In the largest city in Scotland, environmental degradation is so severe that life expectancy is just above 70, there is at least a decade wide gap between how long the rich and the poor will live in Glasgow alone – the East End of the city is reckoned to contain areas which have the lowest life expectancy anywhere in the UK. Women born in Glasgow and West Dumbartonshire are the only women in the UK likely to die before the average male and around quarter of Glaswegian men won’t see their 65th birthday. We may differ in our priorities from some in the Green Party but when our living conditions are consistently made worse by the economic and political elite, we don’t think environmentalism is an optional extra.
This is about responding to the challenge posed by our opponents by saying we’re not just going to fall in line and say everything’s OK. The far-right cannot be allowed to be a distraction, used to undermine what little we still have; a bogeyman behind which the political elite can hide. If all we ever do is defend ourselves from attack, we never win anything. Scots on the dole, our pensioners, people who came here to build a better life, thousands of working poor on or below the breadline simply can’t afford for things to just not get worse.
Regardless of their views on the constitutional placement of specific nation-states within larger unions, all the mainstream parties but one have a record of defending the continuation of a mundane, militarised monarchy in a low-tax, low-wage Europe.

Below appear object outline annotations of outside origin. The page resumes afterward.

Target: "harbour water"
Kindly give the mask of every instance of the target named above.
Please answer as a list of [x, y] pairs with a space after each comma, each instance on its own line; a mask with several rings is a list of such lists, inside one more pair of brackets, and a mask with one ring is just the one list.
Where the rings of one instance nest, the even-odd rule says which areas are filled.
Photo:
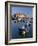
[[[28, 26], [28, 23], [23, 23], [23, 22], [19, 22], [16, 23], [13, 20], [11, 21], [11, 38], [12, 39], [17, 39], [17, 38], [32, 38], [33, 35], [33, 27], [32, 27], [33, 23], [31, 23]], [[28, 33], [26, 33], [25, 37], [22, 37], [23, 35], [19, 35], [20, 32], [20, 28], [22, 28], [23, 26], [25, 26], [25, 28], [27, 28]]]

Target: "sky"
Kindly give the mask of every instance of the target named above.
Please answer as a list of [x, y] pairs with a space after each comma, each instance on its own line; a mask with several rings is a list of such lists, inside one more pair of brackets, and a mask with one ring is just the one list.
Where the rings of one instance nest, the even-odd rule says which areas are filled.
[[18, 6], [12, 6], [11, 7], [11, 14], [14, 15], [16, 13], [23, 13], [32, 16], [32, 7], [18, 7]]

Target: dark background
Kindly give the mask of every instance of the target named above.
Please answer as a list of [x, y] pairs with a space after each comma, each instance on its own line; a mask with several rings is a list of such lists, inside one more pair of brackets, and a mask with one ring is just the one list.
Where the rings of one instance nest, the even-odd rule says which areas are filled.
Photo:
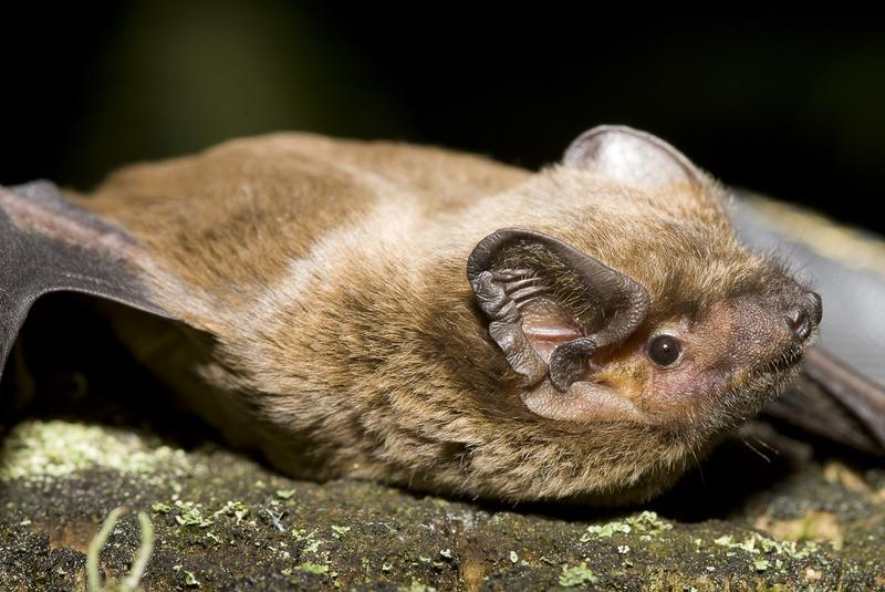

We can have a Scotland which stands proud in Europe, a Scotland which fights for economic, environmental and social justice, a Scotland which knows what it’s for, not just what it’s against, a Scotland that can get angry and get even.
We want to send a clear message that we’re just as fucked off with the state of Scotland as those who’re contemplating voting UKIP but we place the blame firmly where it belongs – not on people who happen not to have been born here or people who kiss people of the same gender – but on the economic and political system which is destroying our communities, our environment and our world. For A Thousand Flowers, a vote for Maggie and the Greens just seems really blooming obvious.